The hubris of it all.  It’s reminiscent of the quote of Sidney Farber.  Hopefully this is not tempting fate.  Theologians tell us the only unforgivable sin is pride. The increasing complexity of the science is affording us quite a dose of humility.  British Physicist Brian Cox said that “being at the junction of the known and the unknown is a beautiful place to be for a scientist,” but it seems the more we know, the more we don’t know.  Not unlike Winston Churchill’s characterization of Russia as “a riddle wrapped in a mystery inside an enigma.”  Not unlike modern theoretical physics, one questions whether we are capable of understanding the complexity of the science.  Hopefully it’s not like trying to teach my dog quantum theory. We are so smart, but it seems that the cancer cell is smarter. It bobs and weaves, slips our punches, and when we back it into a corner, it defends itself in remarkable ways borne of millions of years of evolutionary acumen much of it hidden in the dark matter of our genome.

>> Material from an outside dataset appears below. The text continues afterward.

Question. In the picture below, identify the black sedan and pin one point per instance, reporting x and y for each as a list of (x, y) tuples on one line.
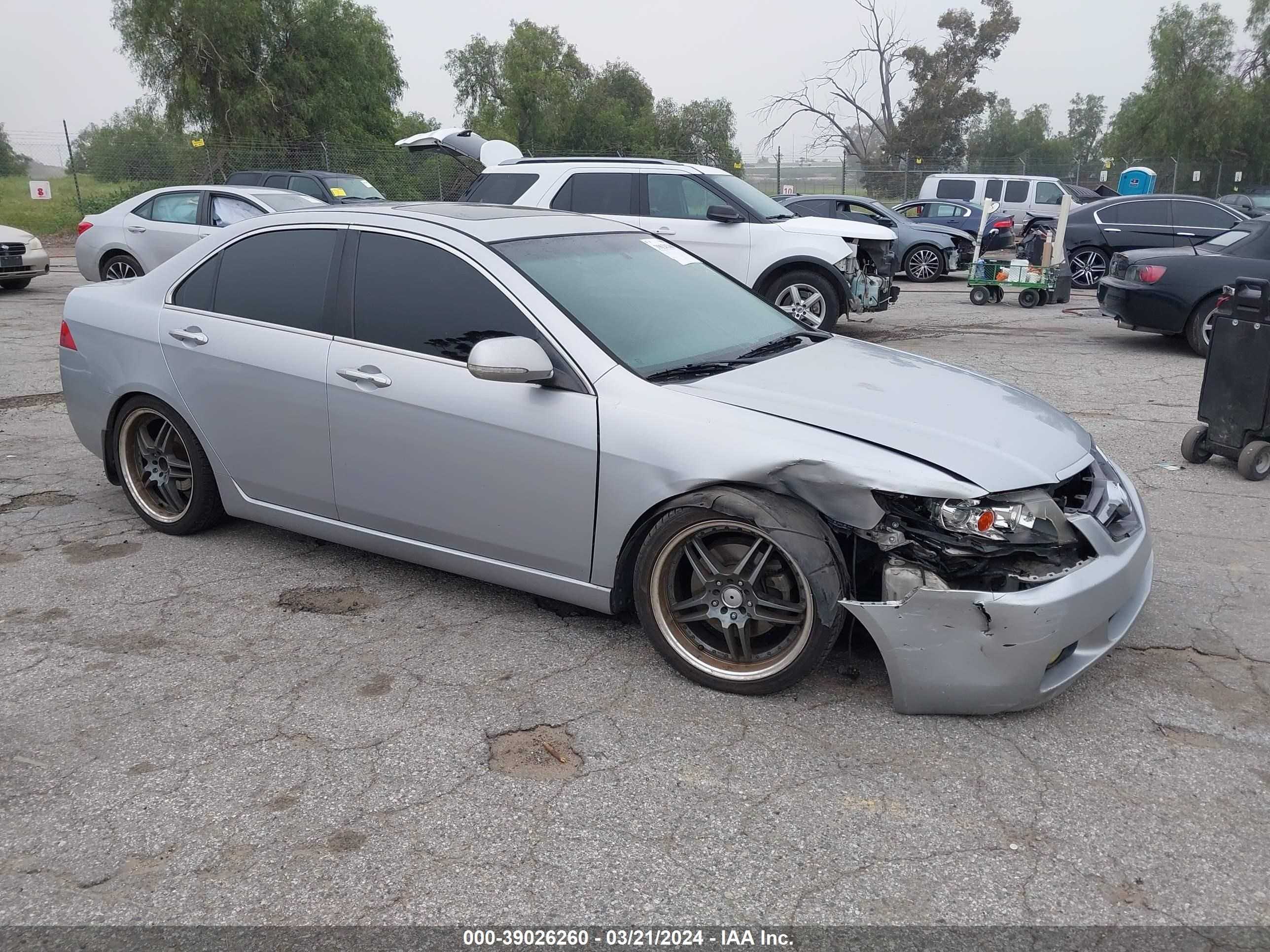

Maybe we should call a truce in the War on Cancer and concentrate on prevention. Besides smoking, the most preventable cause of cancer seems to be obesity.  It is generally thought that obesity may account for about a third of many cancer types, particularly breast, colon, uterus, kidney and esophagus.  Obesity is a risk factor for type II diabetes and these patients are not only more likely to get cancer, but to have poor outcomes. Other speakers will explore the relationship of obesity and cancer, the epidemiology and the science, and see if this lends support to any practical prevention measures.

Gary Abrass, M.D.
April 19, 2012

Afterword

Just as the best way to get in shape is not to ever get out of shape, the best treatment for cancer is almost assuredly not to get cancer. And that’s clearly the theme of the introduction Dr. Abrass gave me.  But I’m sure many of you are asking a more important question — what happens if I or someone I care about has cancer? If you can be patient with me, I do plan to address this, to the best of my understanding, in the coming months.